Rust and frame-pointers
With the right debug symbols installed, the results look much more readable:
However, it is noticeable that apparently almost exclusively function names of libraries (Gio, Glib, Gtk, …) appear, and nothing of Fragments itself.
This is because Fragments itself must also be compiled with frame-pointers enabled, which we can enforce with the Rust flag force-frame-pointers=yes
– so let’s do that.
With objdump
we can check if the compiled binary has frame-pointers enabled (and the specific registers aren’t clobbered):
objdump -Cd fragments | grep -E '>:$|\$0x1,%bpl' | grep -B1 bpl
If we have done everything correctly, this command should not return any output. But we do get output, and see some functions from the Rust standard library, even though we have frame-pointers enabled… How come?
0000000000137460 <core::slice::sort::partial_insertion_sort>:
1374df: 40 b5 01 mov $0x1,%bpl
137850: 40 b5 01 mov $0x1,%bpl
--
0000000000f6d110 <core::slice::sort::recurse>:
f6d166: 40 b5 01 mov $0x1,%bpl
--
0000000000f75610 <gimli::read::unit::EntriesRaw<R>::read_abbreviation>:
f75753: 40 80 fd 01 cmp $0x1,%bpl
--
0000000000f7cd80 <addr2line::ResUnit<R>::find_function_or_location::{{closure}}>:
f7e770: 40 80 fd 01 cmp $0x1,%bpl
--
[...]
The reason for this is that Rust toolchain, and thus also the standard library, have been compiled without frame-pointers enabled (the Rust SDKs from Flathub are repackaging the official Rust provided binaries).

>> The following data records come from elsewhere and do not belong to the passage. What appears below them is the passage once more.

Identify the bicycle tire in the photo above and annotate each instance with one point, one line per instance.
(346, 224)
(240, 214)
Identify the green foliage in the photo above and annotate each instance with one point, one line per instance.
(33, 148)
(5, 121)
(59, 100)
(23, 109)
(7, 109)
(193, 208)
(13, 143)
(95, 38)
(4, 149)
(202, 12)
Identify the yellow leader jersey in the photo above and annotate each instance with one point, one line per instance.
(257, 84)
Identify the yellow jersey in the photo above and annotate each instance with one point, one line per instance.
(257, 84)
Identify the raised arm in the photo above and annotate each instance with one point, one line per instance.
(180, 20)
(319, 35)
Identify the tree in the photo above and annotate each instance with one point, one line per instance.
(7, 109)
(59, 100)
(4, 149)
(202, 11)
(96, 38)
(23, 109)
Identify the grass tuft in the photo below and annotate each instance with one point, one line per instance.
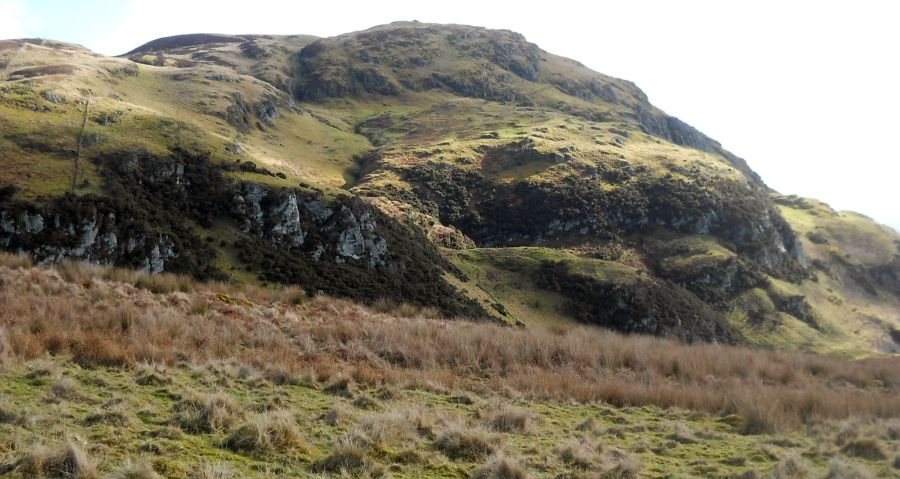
(459, 442)
(349, 454)
(866, 448)
(274, 431)
(205, 413)
(70, 461)
(500, 467)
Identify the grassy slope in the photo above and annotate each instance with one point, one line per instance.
(316, 145)
(127, 411)
(139, 427)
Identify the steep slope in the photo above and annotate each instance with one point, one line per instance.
(544, 191)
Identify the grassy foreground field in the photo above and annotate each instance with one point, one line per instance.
(112, 373)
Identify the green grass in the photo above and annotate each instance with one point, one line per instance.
(502, 275)
(666, 442)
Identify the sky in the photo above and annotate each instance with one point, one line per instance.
(808, 92)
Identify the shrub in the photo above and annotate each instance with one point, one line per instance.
(70, 461)
(205, 413)
(271, 431)
(500, 467)
(458, 442)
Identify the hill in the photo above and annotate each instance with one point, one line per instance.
(108, 372)
(438, 165)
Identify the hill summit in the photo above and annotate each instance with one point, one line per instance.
(444, 166)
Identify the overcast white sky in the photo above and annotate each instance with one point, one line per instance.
(807, 91)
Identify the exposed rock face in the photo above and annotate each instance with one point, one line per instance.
(342, 246)
(284, 217)
(54, 233)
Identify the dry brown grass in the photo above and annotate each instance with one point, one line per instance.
(69, 461)
(500, 467)
(206, 413)
(267, 432)
(470, 444)
(44, 312)
(506, 418)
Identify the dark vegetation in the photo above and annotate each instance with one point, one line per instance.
(148, 197)
(536, 211)
(647, 305)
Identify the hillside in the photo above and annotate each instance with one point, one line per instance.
(443, 166)
(107, 372)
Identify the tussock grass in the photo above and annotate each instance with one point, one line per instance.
(470, 444)
(340, 385)
(839, 468)
(500, 467)
(141, 470)
(336, 414)
(65, 387)
(213, 471)
(353, 346)
(397, 427)
(507, 418)
(68, 461)
(274, 431)
(116, 416)
(347, 454)
(866, 448)
(791, 466)
(205, 413)
(579, 453)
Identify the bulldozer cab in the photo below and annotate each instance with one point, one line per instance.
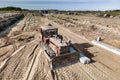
(49, 31)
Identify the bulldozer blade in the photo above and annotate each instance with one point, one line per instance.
(64, 60)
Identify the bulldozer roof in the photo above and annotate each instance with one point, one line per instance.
(48, 27)
(58, 42)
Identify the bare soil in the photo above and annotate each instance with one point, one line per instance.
(22, 58)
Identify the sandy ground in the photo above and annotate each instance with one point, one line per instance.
(24, 59)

To fix this, we can use -Zbuild-std --target=x86_64-unknown-linux-gnu
. This will recompile the standard library during the build process (like a regular crate), while respecting our set compiler options/flags, especially force-frame-pointers=yes
.
Since build-std
is currently unstable, we have to switch from rust-stable
to rust-nightly
. Once build-std
gets stabilised, or the Rust toolchain is compiled with frame-pointers enabled, we can switch back to rust-stable
again.
If we run the same objdump
command from above again, we get no output anymore. Which means, hooray, our binary has now been compiled without frame-pointers getting clobbered / optimised away!
Now, for the first time, we are getting results with Sysprof from which we can derive useful information. For example, we see that the Client::torrent_files
function takes quite a bit of time, which is because we have to deserialise the JSON we get from transmission-daemon
, which can be quite time consuming with long responses (and unfortunately happens synchronously, and not asynchronously).

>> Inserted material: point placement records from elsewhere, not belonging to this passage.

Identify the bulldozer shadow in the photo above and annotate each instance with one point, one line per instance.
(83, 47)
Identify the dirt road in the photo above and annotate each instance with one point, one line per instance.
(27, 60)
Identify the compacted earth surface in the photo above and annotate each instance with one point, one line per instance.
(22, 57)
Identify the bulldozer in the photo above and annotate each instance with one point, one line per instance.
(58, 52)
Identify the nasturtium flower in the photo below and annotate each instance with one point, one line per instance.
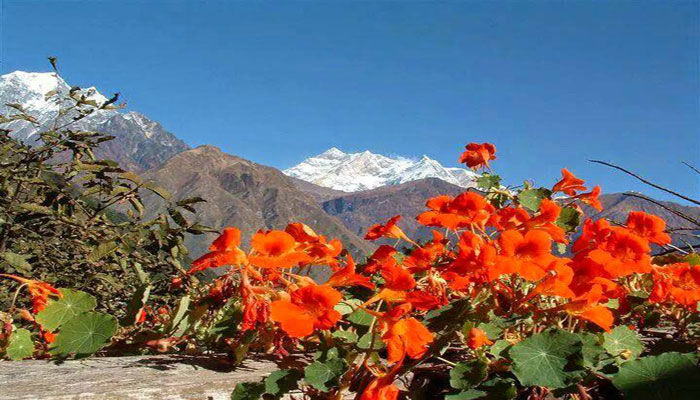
(381, 388)
(406, 336)
(648, 226)
(348, 277)
(592, 198)
(389, 230)
(588, 306)
(678, 283)
(569, 184)
(38, 290)
(477, 155)
(622, 253)
(223, 251)
(276, 249)
(527, 255)
(476, 338)
(308, 308)
(467, 210)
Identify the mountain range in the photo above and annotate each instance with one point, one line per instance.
(354, 172)
(140, 143)
(338, 194)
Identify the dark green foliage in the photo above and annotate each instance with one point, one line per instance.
(73, 220)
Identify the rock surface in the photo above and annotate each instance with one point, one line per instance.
(171, 377)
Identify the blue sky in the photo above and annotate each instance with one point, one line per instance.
(551, 84)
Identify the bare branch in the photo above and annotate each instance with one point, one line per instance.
(691, 167)
(686, 198)
(669, 209)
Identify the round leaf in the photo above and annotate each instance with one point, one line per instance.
(552, 359)
(84, 334)
(667, 376)
(57, 312)
(21, 345)
(321, 374)
(622, 341)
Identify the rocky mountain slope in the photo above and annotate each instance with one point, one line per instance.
(358, 211)
(140, 143)
(354, 172)
(244, 194)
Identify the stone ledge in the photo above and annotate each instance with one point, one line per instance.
(171, 377)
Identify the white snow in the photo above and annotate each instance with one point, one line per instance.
(353, 172)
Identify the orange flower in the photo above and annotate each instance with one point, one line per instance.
(223, 251)
(423, 257)
(477, 338)
(309, 308)
(384, 255)
(591, 198)
(528, 255)
(478, 155)
(40, 291)
(381, 388)
(475, 259)
(348, 277)
(276, 249)
(569, 184)
(622, 253)
(557, 281)
(389, 230)
(397, 277)
(520, 219)
(586, 306)
(679, 283)
(256, 311)
(648, 226)
(467, 210)
(406, 336)
(315, 246)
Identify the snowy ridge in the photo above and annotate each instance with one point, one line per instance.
(354, 172)
(141, 143)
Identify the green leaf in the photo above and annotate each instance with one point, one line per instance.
(162, 192)
(346, 307)
(624, 342)
(346, 336)
(466, 375)
(21, 345)
(494, 389)
(32, 207)
(552, 359)
(569, 219)
(488, 181)
(591, 350)
(59, 311)
(102, 250)
(281, 381)
(531, 198)
(179, 313)
(136, 304)
(360, 317)
(248, 391)
(366, 341)
(18, 261)
(467, 395)
(84, 334)
(324, 375)
(666, 376)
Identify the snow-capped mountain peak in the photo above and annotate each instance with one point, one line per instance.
(140, 142)
(352, 172)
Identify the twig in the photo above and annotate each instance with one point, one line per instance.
(647, 182)
(691, 167)
(669, 209)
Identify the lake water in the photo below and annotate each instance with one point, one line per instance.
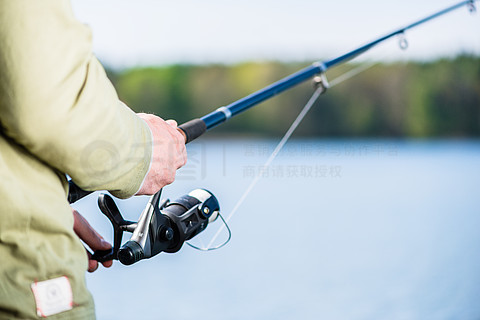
(341, 229)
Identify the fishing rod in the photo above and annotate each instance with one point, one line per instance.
(165, 226)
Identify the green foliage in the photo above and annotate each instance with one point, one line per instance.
(435, 99)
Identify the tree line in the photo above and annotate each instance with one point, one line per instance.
(416, 99)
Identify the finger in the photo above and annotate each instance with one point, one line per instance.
(173, 123)
(92, 264)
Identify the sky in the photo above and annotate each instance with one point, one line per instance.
(158, 32)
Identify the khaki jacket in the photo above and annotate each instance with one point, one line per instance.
(59, 116)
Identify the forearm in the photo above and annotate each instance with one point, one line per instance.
(57, 102)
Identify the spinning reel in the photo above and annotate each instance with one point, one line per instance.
(162, 227)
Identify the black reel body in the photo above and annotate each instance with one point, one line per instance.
(162, 227)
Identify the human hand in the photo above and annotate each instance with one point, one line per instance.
(91, 237)
(169, 153)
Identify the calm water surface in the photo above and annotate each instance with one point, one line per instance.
(334, 230)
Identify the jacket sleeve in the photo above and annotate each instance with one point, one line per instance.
(57, 102)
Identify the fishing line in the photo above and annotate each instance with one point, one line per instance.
(322, 85)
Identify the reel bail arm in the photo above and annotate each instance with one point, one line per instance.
(162, 226)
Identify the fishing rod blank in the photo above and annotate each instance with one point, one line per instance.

Bonus: Better function names
We can improve the display of the function names by setting the Rust flag symbol-mangling-version=v0
.
This way we use the new Rust v0
mangling scheme instead of the (currently still default) legacy
one. This has the advantage for us that the function names can be displayed better/more detailed in Sysprof, since Sysprof has direct support for the Rust v0
scheme and therefore does not have to fall back to the generic c++ demangler.
Before (legacy
):
serde_path_to_error::de::deserialize
After (v0
):
serde_path_to_error::de::deserialize::<&mut serde_json::de::Deserializer<serde_json::read::StrRead>, transmission_client::rpc::response::RpcResponse<transmission_client::torrent::TorrentFilesList>>
Conclusion
All the changes I have described in this blog post are included in this merge request: Fragments!168
For more detailed information on how to use Sysprof itself, I recommend the Sysprof GNOME Wiki page, which contains some usage examples.
Thanks to Christian for Sysprof, and for the ability to use Sysprof together with Flatpak, which is a great benefit, especially for image-based systems like Silverblue.